2021 was a year that will go down in stock market history for the sheer volume of IPOs floated and the amount of money raised through them. According to a Global IPO Trends Report from Ernst and Young, around 2388 IPOs took place in 2021, which is 60% more in proceeds and volume when compared to 2020. In fact, these IPOs managed to raise $453.3 billion globally.
On that note, let’s look at some of the trends concerning the Indian IPO market.
Indian IPO Trends
63 companies went the IPO route in 2021, raising Rs. 1.19 trillion, four times more than the amount raised in 2020.
What are some of the factors that propelled the IPO market in India? In a nutshell, we have listed them below:
- Technological start-ups
- Low-interest rate period
- Robust retail participation
- General predominance of growth in India
However, there is much more to this rosy picture of prosperity and growth.
Predominantly, the IPOs had an offer of sale (OFS) rather than a new issuance of equity shares. This is a concerning matter. Moreover, there were plenty of IPOs with a “general purpose” objective statement. It implies that the investors will not know how the company in question used the money.

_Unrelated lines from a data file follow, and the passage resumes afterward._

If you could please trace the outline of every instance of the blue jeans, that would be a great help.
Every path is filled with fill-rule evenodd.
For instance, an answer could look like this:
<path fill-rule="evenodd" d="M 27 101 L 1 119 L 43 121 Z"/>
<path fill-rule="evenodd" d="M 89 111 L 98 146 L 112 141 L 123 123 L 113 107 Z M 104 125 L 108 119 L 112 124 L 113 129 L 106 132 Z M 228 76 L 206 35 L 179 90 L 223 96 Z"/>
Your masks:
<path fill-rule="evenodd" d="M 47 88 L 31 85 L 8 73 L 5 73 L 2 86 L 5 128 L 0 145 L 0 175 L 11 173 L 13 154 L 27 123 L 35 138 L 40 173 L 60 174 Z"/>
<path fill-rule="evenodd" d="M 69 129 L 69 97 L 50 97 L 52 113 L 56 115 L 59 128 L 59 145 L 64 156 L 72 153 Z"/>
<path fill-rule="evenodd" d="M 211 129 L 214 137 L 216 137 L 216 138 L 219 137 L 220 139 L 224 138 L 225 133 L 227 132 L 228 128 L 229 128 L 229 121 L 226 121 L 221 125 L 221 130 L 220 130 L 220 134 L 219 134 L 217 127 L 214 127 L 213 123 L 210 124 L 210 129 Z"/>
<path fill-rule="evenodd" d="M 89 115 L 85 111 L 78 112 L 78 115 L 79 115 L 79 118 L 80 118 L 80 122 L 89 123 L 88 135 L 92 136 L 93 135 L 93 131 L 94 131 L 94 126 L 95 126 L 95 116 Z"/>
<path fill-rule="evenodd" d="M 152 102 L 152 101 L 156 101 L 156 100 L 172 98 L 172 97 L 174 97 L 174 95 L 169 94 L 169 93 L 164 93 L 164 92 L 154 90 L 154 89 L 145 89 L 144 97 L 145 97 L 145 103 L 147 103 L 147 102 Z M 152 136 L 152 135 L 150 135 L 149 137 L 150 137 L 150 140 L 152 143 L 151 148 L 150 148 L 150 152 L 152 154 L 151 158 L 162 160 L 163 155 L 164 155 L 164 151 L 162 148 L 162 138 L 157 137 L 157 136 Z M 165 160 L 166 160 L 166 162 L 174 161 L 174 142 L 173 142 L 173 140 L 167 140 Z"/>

It is these 2 worrying signs which have led SEBI (Securities and Exchange Board of India) to introduce certain reforms. Some of these reforms include:
- OFS cap by existing shareholders
- Companies should specify their acquisition targets in the prospectus.
Difference Between OFS and New Issuance of Shares
There are two ways in which capital is raised in an IPO. They are through Offer for Sale (OFS) or fresh issuance of shares. In a new issue of shares, a company is the ultimate gainer, as all funds go to it. However, in the case of an OFS, the promoter or existing shareholder gains this capital.
Any funds raised by the new issue is likely to spur economic growth, but the capital raised from OFS will go into the pockets of the existing shareholders, which they may not reinvest into the company.
However, there is an alarming trend in the IPO. Only 4 out of 63 IPOs were purely fresh issue IPOs. Moreover, the objectives of these IPOs were to raise capital for:
- Achieving benefits of listing
- Reducing borrowings
- General corporate needs and expenses
- Expansion of production capacity
These reasons line up with the fact that IPOs propel the country’s economic growth.
However, most of the IPOs saw Private Equity firms and venture capitalists exit the companies. This trend has been alive in Indian IPOs for 6 to 7 years.
Since there is so much withdrawal of capital and no sign of it being put back into the country, SEBI has decided to cap OFS at 50% of the stake. This means any majority shareholders can sell only up to 50% of their stake.
Companies to State Clearly How They Propose to Utilise Funds
SEBI has said that there will be a 35% cap on allocating funds for general corporate needs and inorganic growth. Moreover, credit agencies will monitor the utilisation of funds.
There is also a concern about whether retail investors understand the risk of investing in an IPO. It is suspected that retail investors’ confidence is because of the anchor investors or QIBs. Therefore SEBI has increased the lock-in period from 30 to 90 days for anchor and QIB investors.
SEBI’s guidelines protect both retail investors and IPO bound companies from making too many losses. However, given these new measures and protocols, it remains how the markets will adapt to the changes.
Source: Live Mint
Frequently Asked Questions
- How many companies were purely OFS in the IPOs of 2021? Ans. In the IPOs of 2021, 15 companies chose the purely OFS path.
- How much was the OFS component in the 2021 IPOs? Ans. The OFS component in the IPOs of 2021 was Rs. 75,736 crores.
- How much was the new issuance component in the 2021 IPOs? Ans. Rs. 44,146 crores was the new issuance component in the IPOs of 2021.
Disclaimer: This blog is exclusively for educational purposes and does not provide any advice/tips on investment or recommend buying and selling any stock.